A low-cost strategy for photocatalytic hydrogen production by using non-noble metal catalysts and biomass as a sacrificial agent

Abstract

In recent years, photocatalytic hydrogen production using biomass as a sacrificial agent has emerged as a promising strategy for renewable energy conversion. However, most reported studies still rely on expensive noble metal catalysts, and raw biomass typically exhibits low surface activity, which limits its practical application. In this study, the effects of different factors on photocatalytic hydrogen production were investigated using urea-treated corn straw as the sacrificial agent and non-noble metal composite materials as catalysts. The impact of straw biomass under different treatment conditions was also studied. X-ray diffraction (XRD), X-ray photoelectron spectroscopy (XPS), UV-vis diffuse reflectance spectroscopy (UV-vis DRS), Fourier transform infrared spectroscopy (FT-IR), scanning electron microscopy (SEM), and high-performance liquid chromatography (HPLC) were employed to characterize the composition, structure, and morphology of the catalyst and corn straw. The Cu(OH)₂–Ni(OH)₂/TiO₂ composite catalyst with an optimal Cu : Ni ratio of 4 : 1 and a total metal hydroxide loading of 0.5 wt% was synthesized via chemical deposition.
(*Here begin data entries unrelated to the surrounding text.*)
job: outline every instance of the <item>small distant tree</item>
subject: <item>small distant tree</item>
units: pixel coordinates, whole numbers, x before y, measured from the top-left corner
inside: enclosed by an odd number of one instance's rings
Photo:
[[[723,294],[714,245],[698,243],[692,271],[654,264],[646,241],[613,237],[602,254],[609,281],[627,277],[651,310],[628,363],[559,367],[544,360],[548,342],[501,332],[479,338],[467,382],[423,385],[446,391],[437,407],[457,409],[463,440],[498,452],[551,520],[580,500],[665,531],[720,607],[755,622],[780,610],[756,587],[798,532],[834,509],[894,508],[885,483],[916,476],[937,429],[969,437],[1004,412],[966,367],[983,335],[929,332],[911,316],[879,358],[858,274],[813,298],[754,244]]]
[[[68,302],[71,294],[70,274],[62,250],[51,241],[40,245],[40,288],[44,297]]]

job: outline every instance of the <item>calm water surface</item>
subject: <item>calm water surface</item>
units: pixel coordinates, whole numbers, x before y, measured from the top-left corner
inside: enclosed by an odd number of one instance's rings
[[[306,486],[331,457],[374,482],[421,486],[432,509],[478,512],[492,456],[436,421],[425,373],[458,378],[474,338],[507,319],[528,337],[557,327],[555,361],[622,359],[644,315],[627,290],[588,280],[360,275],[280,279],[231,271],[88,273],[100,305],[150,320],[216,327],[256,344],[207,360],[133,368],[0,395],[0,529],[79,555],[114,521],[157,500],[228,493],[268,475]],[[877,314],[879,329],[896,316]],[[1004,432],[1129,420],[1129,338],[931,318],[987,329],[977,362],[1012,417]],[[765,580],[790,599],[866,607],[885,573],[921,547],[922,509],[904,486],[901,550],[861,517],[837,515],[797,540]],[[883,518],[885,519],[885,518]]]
Moreover, the urea treatment of corn straw was optimized, effectively removing lignin, disrupting the dense fiber structure, and introducing nitrogen-containing electron-donating groups to enhance surface activity. Under the optimal conditions, the hydrogen production reached 108.37 μmol after 4 h, corresponding to a 60% increase compared to the 67.72 μmol obtained using untreated corn straw. Furthermore, the catalytic efficiency of the non-noble metal catalyst reached 85% of that of 0.5 wt%Pt/TiO₂ with the same loading rate. This strategy, which combines non-noble metal photocatalysts with natural biomass sacrificial agents, greatly reduces cost and environmental pollution and represents a promising research direction.